1990年に制定されたADA(アメリカ障害者法:「障害者の公民権法」ともいわれ,雇用や交通機関,公共的施設の利用,言語,聴覚障害者の電話利用など,あらゆる分野で障害者への差別を禁じ機会平等を保障している法律)では,SA(サービス・アニマル:障害を補うために訓練された動物)の種類も問わないそうです。
 SAとしては,ネコ,ミニホース,ブタ,サル,イグアナ,フェレットなどもいるらしいのです。しかし問題はかなりあって,例えば
・冬のニューヨークの地下鉄にイグアナを乗せることは,果たしてイグアナにとってどうなんだろう?
・アライグマの予防薬等がないことから,人畜感染症はかなりの問題になるのでは?
・サルをSAとして使用する場合,サルは手も器用に使うが歯も使うため,噛む(ユーザーにも,他の人にも)危険性が高いので,サルの歯を抜かなければいけない。トイレの躾が非常に難しい。オムツをしていて,オムツに手を入れるので,不衛生。犬よりも数倍の速さで家の物を破壊する。トレーナーが電気ショックで躾ることが多い。

以上のことからわかるように,訓練できるからなんの種類でもSAとして使ってよいのか?ユーザーにとって,社会にとって,動物にとっていいのかを考えないといけない。野生動物はトレーニングしてどれだけ定着するのか,うまくいかなかった場合,野生に戻すのが難しいので,どうするかも考えないといけない。。。
 問題が山積みだね,これは!ん〜,たとえコンパニオン・アニマルといえても,サービス・アニマルっていえるのかなぁ。?

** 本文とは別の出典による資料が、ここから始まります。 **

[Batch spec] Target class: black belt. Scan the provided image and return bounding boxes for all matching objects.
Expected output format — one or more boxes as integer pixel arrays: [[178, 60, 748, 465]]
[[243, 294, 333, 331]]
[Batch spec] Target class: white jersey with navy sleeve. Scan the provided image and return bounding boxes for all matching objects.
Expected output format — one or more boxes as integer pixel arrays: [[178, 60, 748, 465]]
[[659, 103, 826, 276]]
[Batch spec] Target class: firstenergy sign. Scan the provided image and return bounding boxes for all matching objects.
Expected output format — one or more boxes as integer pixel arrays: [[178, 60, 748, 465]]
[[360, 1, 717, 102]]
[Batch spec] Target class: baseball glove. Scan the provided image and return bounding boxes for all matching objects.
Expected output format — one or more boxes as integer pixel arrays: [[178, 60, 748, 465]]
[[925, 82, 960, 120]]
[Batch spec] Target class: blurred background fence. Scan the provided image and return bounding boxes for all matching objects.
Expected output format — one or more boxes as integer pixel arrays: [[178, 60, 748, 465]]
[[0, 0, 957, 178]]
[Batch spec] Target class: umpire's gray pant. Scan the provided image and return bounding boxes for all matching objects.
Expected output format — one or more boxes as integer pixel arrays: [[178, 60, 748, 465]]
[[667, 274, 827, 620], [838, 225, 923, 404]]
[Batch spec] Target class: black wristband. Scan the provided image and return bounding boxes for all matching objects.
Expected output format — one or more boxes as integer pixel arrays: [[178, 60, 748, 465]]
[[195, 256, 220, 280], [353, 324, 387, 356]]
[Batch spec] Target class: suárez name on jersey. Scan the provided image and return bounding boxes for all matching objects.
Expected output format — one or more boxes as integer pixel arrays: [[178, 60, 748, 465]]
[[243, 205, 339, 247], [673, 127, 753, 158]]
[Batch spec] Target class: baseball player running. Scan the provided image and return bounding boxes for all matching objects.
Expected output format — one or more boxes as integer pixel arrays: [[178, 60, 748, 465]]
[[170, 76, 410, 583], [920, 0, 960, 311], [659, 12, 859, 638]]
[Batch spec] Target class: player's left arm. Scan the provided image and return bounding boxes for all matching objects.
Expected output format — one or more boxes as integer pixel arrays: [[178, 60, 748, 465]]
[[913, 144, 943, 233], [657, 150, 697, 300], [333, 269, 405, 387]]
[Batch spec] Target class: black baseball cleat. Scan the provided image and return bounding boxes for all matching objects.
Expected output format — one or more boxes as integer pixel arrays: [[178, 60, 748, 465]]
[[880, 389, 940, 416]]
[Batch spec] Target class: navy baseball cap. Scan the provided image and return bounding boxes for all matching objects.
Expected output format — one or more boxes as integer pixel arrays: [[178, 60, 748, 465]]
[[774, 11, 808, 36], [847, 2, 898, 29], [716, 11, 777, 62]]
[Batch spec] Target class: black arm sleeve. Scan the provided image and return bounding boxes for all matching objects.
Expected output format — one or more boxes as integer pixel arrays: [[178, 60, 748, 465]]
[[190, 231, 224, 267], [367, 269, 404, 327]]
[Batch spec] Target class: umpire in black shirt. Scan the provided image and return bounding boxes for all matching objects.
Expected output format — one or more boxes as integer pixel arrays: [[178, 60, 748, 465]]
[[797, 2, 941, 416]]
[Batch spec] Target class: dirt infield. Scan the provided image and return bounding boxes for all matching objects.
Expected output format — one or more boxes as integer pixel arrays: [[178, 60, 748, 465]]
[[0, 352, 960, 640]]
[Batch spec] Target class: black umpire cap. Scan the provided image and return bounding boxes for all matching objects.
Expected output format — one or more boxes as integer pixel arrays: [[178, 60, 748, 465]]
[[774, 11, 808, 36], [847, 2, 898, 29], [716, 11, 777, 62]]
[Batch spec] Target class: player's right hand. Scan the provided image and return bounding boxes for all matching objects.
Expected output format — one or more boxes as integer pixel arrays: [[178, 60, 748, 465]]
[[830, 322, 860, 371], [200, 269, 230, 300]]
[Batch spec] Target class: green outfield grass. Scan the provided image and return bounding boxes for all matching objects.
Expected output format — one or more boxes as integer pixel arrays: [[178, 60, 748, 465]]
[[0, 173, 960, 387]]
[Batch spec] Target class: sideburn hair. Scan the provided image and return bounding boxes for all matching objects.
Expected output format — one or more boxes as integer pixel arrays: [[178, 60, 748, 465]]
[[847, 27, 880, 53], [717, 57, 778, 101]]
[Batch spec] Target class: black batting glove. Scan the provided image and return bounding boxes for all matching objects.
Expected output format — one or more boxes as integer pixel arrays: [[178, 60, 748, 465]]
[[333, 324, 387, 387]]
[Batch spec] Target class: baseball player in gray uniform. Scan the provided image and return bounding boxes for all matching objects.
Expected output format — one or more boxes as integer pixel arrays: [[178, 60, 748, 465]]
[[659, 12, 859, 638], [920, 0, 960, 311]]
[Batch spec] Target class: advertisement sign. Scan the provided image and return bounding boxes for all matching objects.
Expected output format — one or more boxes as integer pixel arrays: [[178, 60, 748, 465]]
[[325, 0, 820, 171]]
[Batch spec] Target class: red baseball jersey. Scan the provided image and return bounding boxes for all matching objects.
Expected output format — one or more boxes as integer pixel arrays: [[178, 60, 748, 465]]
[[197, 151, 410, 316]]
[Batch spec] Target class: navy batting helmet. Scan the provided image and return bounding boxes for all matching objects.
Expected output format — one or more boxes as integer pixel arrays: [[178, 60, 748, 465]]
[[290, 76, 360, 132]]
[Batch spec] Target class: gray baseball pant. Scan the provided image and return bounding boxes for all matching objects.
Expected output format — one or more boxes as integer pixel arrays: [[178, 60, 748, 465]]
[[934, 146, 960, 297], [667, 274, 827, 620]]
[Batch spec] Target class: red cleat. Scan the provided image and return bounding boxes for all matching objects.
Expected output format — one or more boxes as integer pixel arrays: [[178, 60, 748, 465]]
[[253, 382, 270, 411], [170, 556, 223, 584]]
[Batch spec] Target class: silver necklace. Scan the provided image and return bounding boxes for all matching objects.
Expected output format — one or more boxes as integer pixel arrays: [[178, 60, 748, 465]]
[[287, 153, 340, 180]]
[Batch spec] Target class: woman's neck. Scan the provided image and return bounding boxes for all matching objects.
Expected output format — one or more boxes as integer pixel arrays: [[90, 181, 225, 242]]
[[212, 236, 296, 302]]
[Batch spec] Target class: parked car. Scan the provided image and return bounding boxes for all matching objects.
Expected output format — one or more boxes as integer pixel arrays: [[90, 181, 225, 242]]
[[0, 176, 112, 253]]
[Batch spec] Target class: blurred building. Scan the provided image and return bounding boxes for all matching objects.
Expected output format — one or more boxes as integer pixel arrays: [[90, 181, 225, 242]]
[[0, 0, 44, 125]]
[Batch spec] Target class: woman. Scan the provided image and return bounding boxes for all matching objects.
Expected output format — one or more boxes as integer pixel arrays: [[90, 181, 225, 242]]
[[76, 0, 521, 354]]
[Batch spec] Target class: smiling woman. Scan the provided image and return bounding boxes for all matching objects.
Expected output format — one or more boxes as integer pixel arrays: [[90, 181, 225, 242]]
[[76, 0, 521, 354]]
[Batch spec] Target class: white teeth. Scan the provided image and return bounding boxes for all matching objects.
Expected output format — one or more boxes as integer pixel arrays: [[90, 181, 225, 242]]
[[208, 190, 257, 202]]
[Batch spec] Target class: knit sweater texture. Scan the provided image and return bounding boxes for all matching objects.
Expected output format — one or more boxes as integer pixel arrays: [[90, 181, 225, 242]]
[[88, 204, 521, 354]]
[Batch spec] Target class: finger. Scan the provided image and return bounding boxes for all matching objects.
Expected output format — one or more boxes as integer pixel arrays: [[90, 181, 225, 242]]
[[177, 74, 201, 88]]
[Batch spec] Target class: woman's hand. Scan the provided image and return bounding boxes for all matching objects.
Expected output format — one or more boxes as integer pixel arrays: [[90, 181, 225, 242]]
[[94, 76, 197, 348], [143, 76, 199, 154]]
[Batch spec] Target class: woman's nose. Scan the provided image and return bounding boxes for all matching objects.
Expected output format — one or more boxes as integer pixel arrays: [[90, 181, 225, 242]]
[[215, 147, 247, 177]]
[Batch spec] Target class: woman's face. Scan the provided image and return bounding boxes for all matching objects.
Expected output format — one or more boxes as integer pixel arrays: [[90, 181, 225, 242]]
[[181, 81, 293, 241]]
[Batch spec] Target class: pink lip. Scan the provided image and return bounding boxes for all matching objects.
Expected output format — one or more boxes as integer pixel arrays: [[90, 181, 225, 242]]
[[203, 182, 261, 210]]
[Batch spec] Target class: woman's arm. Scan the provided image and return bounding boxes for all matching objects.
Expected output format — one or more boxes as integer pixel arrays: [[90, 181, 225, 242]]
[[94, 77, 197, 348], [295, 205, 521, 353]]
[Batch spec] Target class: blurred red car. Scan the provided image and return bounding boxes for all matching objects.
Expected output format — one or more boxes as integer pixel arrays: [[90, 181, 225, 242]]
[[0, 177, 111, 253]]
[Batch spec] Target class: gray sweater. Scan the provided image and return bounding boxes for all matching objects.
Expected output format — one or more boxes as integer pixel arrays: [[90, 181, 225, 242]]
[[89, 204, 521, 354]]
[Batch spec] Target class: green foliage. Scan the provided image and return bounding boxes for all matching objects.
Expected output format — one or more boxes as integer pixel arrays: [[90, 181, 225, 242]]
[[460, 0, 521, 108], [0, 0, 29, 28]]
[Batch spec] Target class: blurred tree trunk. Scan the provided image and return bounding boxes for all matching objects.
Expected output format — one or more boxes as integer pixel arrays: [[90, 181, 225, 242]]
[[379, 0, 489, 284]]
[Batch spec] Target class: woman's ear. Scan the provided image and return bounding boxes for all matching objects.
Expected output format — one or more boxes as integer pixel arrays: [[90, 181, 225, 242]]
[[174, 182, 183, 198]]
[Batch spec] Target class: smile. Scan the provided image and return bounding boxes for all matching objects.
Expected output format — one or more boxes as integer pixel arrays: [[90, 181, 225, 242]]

最後に,これはぜひ日本でも早くそうなって欲しいお話。
「(SDを)触っていいですか?」と聞かれたとき,ハンドラーは先生になる必要はない。「仕事中なので触らないでください。」などと言う必要はないということです。それには,SDを知っている人や親や学校の先生などが,知らない人に話をする=啓蒙活動がいかに大切かがここではっきりわかりました。 ソーシャライザーの立場としてこれならやっていけそうです(^-^)!


 もう一つおまけに,大笑いしてしまった話。
「ダンカンさんとリンカーンは一緒に飛行機に乗ってきたわけですが,フライト時間が長いですし,彼のトイレはどうしていたんですか?」という質問に対して,[His tank is BIG !!! ] こういうのだけは,英語でもわかっちゃうんだなぁ〜(≧m≦)

※無責任ないいわけ:話を聞き取るのが大変でした。もちろん日本語の通訳なのです。聞き取りが大変ということは,メモを取るのはもっと大変で,尻切れとんぼが。。。と言うわけで,ここに書いた文章は,とりあえず最後までメモってるものだけを載せました。